It is unreasonable to think anyone in the hospitality business could have prepped for this. Months of no visitors at all being allowed into Jersey, at a critical time of year.
The near certainty that in trading terms, they will be facing the equivalent of three winters in a row. That is a crisis that encouraging local people to take a few ‘staycations,’ or consider eating out this weekend, just isn’t going to solve.
That is the extent of the existential threat facing the industry which has arguably done more than any other to put this island on the global map in the last 50 years, while also – critically – providing the work/like balance and choice of air links enjoyed by local residents; something which also underpins the more lucrative financial services sector
A future with a drastically smaller hospitality sector is a bleak one for Jersey, but that is what some fear may be coming.
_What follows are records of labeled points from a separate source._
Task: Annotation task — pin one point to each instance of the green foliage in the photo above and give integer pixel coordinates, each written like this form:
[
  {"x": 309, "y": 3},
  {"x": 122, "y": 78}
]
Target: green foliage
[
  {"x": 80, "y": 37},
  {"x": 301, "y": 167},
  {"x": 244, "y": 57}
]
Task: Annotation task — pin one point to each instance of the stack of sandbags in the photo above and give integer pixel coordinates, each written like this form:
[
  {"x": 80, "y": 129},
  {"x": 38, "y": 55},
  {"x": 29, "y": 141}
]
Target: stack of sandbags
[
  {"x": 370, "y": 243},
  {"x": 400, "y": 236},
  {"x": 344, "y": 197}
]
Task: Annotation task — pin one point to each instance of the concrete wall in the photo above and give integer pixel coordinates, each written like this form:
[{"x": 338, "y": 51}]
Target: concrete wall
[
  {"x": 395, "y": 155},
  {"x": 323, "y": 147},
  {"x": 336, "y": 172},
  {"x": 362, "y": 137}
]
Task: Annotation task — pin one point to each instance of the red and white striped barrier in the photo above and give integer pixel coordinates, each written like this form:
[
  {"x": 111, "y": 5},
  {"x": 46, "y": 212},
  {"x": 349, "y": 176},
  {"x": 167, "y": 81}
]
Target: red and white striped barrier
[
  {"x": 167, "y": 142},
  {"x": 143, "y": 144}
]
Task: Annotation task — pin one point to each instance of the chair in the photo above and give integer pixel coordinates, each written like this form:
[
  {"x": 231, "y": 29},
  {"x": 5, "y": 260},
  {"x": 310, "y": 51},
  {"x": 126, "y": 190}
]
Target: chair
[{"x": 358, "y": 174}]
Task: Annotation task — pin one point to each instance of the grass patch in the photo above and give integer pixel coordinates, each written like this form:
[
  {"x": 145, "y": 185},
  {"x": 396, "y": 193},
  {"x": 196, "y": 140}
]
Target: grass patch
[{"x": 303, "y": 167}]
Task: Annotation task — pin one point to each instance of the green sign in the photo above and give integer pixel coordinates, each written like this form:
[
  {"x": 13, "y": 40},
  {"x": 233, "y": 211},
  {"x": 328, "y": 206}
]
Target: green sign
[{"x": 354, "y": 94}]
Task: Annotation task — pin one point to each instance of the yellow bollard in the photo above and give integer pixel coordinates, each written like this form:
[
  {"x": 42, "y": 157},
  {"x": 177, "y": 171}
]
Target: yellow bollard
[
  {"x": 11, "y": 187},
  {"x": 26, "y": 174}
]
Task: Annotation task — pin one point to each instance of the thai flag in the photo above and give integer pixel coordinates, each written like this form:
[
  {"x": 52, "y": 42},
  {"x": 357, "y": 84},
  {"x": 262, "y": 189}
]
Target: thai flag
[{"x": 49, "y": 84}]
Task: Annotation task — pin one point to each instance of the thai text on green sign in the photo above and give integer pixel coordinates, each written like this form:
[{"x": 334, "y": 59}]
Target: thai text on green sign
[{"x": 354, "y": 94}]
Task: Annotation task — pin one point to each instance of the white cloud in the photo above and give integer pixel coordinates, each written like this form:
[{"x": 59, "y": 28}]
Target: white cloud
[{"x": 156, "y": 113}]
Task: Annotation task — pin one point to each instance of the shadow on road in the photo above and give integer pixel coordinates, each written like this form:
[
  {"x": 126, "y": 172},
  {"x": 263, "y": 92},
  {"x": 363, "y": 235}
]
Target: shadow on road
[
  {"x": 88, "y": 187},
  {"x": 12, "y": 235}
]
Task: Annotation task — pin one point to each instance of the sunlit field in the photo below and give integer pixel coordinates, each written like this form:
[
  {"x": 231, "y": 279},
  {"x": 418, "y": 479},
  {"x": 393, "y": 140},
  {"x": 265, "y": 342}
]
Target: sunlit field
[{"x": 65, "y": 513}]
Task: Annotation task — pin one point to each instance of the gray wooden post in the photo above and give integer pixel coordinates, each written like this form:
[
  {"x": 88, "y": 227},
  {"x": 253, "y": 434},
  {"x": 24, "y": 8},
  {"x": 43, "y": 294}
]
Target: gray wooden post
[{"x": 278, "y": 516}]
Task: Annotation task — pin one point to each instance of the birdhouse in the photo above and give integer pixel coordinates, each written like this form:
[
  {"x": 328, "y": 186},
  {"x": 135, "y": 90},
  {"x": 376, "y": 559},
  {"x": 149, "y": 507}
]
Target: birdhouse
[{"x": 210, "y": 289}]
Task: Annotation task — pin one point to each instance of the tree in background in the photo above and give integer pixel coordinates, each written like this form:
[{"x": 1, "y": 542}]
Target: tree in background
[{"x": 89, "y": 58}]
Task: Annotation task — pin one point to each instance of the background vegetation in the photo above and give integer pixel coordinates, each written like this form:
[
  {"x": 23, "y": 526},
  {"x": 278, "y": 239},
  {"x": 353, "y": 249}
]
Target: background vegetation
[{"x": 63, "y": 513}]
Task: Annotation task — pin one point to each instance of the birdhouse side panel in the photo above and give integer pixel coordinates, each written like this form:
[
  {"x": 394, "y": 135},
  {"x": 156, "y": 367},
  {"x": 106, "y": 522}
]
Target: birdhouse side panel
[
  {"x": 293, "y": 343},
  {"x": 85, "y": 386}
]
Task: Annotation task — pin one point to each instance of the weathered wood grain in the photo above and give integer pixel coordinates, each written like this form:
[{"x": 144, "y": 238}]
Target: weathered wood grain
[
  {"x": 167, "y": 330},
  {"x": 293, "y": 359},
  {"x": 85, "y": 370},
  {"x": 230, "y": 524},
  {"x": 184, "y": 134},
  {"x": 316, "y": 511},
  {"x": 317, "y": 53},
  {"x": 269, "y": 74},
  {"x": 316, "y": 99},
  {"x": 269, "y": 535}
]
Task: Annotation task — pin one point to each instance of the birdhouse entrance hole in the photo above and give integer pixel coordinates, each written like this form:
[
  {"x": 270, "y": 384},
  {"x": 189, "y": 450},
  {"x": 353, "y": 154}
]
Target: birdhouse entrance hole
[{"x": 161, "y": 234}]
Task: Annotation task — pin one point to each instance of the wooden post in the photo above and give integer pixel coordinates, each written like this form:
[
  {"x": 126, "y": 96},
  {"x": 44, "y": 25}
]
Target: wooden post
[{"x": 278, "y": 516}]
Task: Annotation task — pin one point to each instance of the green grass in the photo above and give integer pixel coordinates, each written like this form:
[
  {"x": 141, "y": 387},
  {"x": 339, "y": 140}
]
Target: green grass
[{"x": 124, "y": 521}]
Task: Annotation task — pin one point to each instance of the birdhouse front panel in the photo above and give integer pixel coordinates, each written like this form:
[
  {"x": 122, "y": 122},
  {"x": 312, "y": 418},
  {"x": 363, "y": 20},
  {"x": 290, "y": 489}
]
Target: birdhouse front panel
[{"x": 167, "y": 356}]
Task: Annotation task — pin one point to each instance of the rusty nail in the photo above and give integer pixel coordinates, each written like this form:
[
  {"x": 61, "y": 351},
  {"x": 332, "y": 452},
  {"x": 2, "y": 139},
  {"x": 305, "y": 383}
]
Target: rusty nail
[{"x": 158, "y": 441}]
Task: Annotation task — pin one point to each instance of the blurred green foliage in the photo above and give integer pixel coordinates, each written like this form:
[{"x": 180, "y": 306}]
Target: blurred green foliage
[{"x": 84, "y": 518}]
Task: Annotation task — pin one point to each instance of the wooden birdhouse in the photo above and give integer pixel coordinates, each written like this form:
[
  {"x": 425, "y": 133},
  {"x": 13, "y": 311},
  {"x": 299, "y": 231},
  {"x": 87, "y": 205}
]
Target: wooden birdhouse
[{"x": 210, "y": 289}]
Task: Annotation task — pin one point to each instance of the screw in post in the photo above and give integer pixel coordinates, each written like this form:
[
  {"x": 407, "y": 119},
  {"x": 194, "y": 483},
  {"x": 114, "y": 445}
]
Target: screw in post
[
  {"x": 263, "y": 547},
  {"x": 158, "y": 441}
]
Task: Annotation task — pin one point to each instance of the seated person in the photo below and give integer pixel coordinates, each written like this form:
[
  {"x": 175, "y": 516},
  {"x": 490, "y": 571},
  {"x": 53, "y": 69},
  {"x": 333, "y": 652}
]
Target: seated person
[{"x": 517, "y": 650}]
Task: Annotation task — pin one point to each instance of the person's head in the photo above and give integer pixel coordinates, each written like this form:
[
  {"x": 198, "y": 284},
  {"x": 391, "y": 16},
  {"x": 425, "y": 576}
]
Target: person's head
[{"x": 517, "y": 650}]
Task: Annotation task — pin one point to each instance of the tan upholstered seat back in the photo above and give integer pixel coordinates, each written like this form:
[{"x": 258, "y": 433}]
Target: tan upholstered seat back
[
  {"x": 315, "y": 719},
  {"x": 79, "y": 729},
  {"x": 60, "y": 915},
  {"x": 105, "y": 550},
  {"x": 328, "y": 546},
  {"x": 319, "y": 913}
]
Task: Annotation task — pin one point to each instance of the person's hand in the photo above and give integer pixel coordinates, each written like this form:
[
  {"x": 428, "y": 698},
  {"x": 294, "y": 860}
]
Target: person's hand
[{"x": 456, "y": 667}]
Express caught up with Matthew Seymour, Group Operations Executive for Seymour Hotels, who should be celebrating their 100th year – but instead are urgently having to diversify, and re-plan their business...
Whilst covid-19 has affected businesses from every sector, it has been completely devastating for Jersey’s inbound tourism industry.
Prior to ‘lockdown’ we were looking forward to a successful season whilst celebrating our centenary as a family business in Jersey. We were in the process of getting ready to open the Merton Hotel, the island’s largest, having undertaken a number of investment and refurbishment projects over the closed winter period. Many of our seasonal staff had already returned in order to commence pre-season training, ready to welcome guests. Unfortunately, the doors to Merton Hotel have remained shut ever since; the Merton Aquadome and Leisure Centre had to close to its members, and our Greenhills Country Hotel & Restaurant also had to close down operations.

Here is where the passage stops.